How could an elderly woman holding her prayer stick who is clearly much smaller in size than the officers pose a credible threat or one to even be taken half-seriously?   The look on all the officers' faces is one of anger and violence. One officer is clearly getting ready to punch her in the gut with his riot stick. Another one has hands wrapped around her sacred prayer stick trying to take it away from her. A third one has his hand grabbing her nearest shoulder and neck. The fourth one has grabbed her backpack and has his hand around her middle clearly pulling her away from her prayer stick.

This would be bad enough if it were an isolated event, but it is not.  Watch the video here, filmed by an independent activist news outlet, Unicorn Riot.  The Oceti Sakowin camp in on treaty grounds.  The Sioux Nation has declared eminent domain under the 1851 Treaty for the grounds on which the new Sacred Stone camp is placed.  Our sacred sites have been blatantly desecrated by Energy Transfer Partners. Reporting by the dominant news media only perpetrates the stories that the government  and wants told.  What is NOT being reported is that the pipeline is here ONLY because the residents in Bismark did not want it in their backyard. because of the potential environmental disaster it represents and the company's well-documented and repeated poor construction practices and environmental record.   Energy companies across Turtle Island continue to target Indigenous peoples and treaty lands as easy marks that keep bad projects out of the backyards of the citizens they value more greatly than us.
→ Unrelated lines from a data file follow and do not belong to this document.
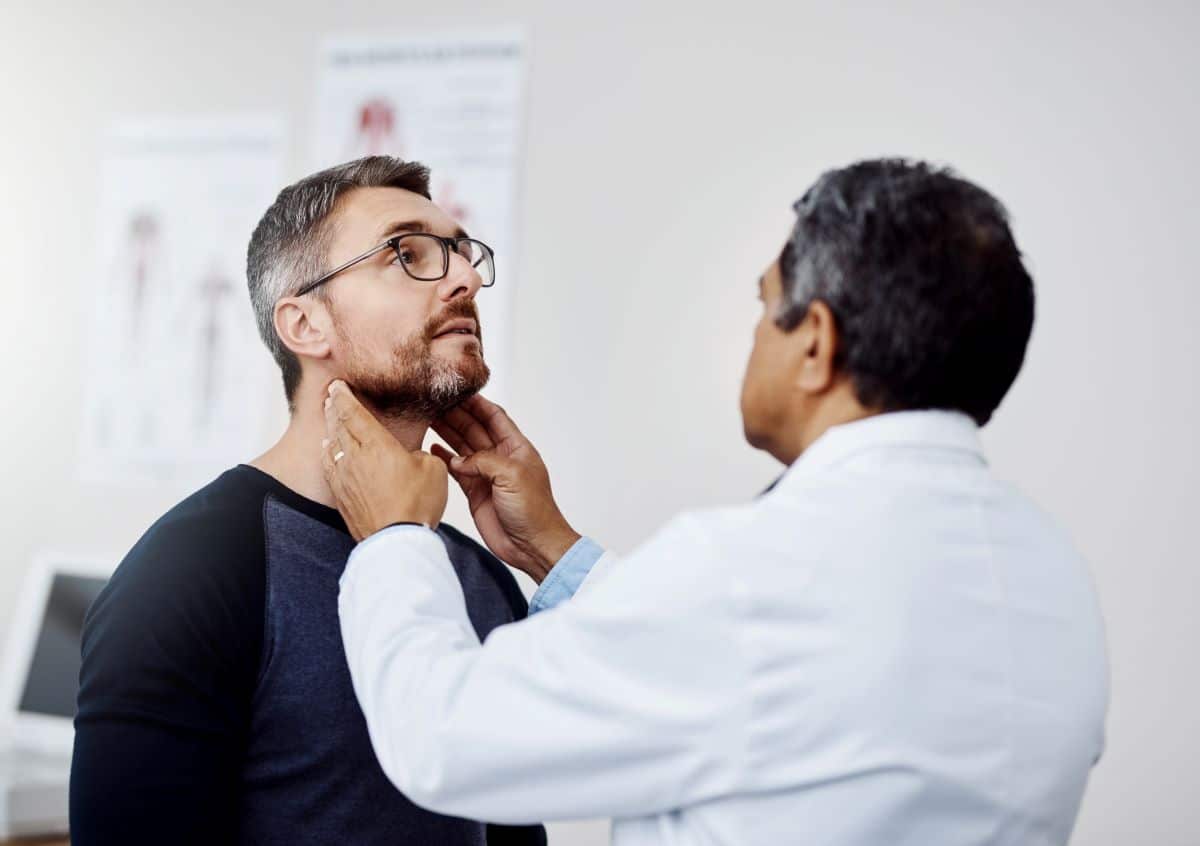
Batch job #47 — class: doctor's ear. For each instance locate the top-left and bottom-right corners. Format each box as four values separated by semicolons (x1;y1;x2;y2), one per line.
793;300;841;394
275;296;332;359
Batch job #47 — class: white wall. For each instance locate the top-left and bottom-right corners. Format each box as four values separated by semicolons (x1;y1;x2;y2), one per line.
0;0;1200;846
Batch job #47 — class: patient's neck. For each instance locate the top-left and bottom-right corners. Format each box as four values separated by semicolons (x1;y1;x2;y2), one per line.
250;384;430;508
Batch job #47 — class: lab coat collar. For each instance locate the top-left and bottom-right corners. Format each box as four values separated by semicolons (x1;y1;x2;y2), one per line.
786;410;985;476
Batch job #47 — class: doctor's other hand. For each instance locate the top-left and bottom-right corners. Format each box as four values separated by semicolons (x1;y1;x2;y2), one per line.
322;380;449;540
432;395;580;583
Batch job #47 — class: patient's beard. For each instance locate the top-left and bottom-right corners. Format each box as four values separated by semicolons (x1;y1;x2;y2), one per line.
331;300;491;421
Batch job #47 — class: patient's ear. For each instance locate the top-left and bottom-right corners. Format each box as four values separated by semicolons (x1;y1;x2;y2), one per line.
793;300;840;394
275;296;332;359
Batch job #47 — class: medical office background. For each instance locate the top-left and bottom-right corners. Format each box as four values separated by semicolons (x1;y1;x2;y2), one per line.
0;0;1200;846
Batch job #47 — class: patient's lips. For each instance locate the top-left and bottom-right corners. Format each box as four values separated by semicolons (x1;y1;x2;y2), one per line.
433;317;479;340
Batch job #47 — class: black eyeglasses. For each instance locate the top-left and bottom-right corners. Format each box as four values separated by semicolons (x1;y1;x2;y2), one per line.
295;232;496;296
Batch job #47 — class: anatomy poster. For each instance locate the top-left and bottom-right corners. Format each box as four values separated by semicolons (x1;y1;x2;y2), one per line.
313;30;524;396
82;118;283;489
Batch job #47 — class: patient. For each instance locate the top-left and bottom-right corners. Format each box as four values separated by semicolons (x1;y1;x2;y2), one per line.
71;156;545;846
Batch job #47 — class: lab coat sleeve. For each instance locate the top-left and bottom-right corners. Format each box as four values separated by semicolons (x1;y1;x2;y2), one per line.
338;516;750;823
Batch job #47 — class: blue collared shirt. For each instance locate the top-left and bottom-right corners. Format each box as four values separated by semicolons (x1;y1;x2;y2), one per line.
529;538;604;617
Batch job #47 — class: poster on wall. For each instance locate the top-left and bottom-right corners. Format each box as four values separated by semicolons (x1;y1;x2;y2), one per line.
312;29;526;398
80;118;284;482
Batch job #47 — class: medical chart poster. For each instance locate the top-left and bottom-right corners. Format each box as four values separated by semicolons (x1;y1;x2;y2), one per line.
80;118;284;482
312;29;526;398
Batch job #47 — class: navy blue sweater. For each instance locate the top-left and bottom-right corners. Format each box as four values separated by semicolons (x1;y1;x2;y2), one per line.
71;466;546;846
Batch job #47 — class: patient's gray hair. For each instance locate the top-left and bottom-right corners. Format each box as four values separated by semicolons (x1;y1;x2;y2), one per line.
246;156;430;410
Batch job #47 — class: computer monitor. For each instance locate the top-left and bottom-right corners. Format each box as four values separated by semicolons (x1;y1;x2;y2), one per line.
0;554;112;755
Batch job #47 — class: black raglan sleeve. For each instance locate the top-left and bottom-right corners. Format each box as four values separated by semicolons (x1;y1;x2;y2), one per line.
71;508;265;846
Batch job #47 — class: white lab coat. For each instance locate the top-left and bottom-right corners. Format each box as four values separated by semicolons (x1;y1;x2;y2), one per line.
340;412;1108;846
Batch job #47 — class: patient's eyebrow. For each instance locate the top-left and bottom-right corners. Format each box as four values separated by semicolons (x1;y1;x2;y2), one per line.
377;221;470;241
378;221;428;241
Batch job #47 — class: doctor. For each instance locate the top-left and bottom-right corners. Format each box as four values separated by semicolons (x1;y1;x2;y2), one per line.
324;161;1108;846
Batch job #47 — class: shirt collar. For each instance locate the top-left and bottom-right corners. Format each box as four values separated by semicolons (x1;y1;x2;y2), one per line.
786;410;984;475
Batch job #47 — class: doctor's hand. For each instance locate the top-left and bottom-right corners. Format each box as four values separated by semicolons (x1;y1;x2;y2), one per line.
322;380;449;540
432;396;580;583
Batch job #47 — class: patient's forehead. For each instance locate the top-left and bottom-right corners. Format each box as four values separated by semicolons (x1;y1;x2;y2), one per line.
332;188;458;252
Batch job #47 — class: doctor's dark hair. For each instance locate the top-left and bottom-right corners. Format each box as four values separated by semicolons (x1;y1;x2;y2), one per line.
775;160;1033;425
246;156;430;410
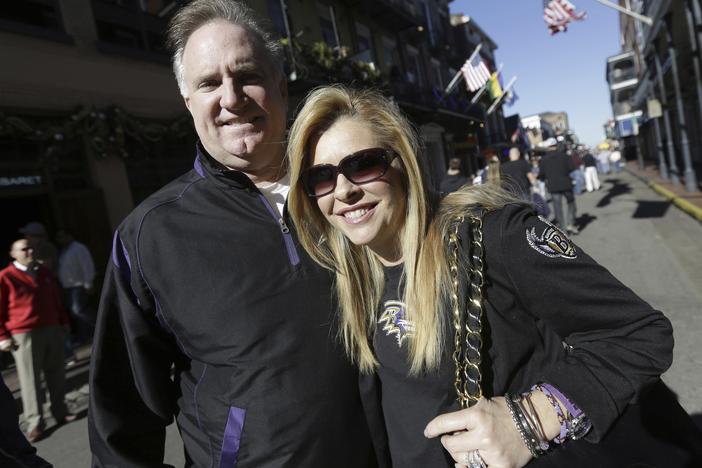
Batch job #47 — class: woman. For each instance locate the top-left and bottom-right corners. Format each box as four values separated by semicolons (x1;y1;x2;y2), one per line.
288;86;696;467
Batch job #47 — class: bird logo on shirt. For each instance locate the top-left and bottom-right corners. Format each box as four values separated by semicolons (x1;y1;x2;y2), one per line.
378;301;414;348
526;216;577;260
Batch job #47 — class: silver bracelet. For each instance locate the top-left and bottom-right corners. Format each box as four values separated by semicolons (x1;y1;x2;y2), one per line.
505;393;543;458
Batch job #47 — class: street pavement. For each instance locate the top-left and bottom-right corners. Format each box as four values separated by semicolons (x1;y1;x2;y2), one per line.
6;167;702;468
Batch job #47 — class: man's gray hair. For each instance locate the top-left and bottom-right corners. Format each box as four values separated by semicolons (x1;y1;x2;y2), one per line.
166;0;284;96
Mark Trahant noted in his article on 28 Oct. 2016: Last January when a gang of gun-toting, Constitution mis-quoting, anti-government militia occupied the Malheur National Wildlife Refuge the reaction from federal law enforcement was patience. Days went by. Oregon Gov. Kate Brown (sounding very North Dakota-like) urged the federal government to crack down on “the radicals” before more arrived.  The lands involved were Paiute lands. Months ago, Jarvis Kennedy, a Burns Paiute Tribal Council member, asked: “What if it was a bunch of Natives who went in there and took it?”  We now know. And back in Oregon a jury of peers found the Bundy gang not guilty.  Stories to tell. Injustice.

Our only crime here is to exercise our rights to protect ourselves, protect our families and children, protect our Earth, and use free speech and non-violent protest to do so.  Nation-to-nation treaties between us and the U.S. have been systematically broken in a flagrant manner time and time again when it is convenient for the government to do so. These crimes being perpetrated against us now in our fight against DAPL sound remarkably like where the U.S. likes to point its fingers at countries overseas. It is easier to do that than to look at what is being perpetrated right here at home. Horrible civil rights violations and senseless violence continue here in this country and both are an integrated part of this country's history and founding. The genocide of my people and all Indigenous peoples of Turtle Island is a fact rarely acknowledged. However, it inspired Hitler's policy of genocide against the Jewish people, another fact of history not spoken of in textbooks or "polite company".

We are told to forget the past and move on, that the crimes of the past generations are not those of the current generation. However, as the situation that my relatives are facing today on Standing Rock and across the country illustrate, it is not past. It is going on daily - now, today, in a country recognized to be the world leader.  How can one forget what one is constantly suffering?

We pray that the involvement of the United Nations will bring the full and true story to the world and that the good-hearted, justice-minded citizens of the U.S. and the world will listen.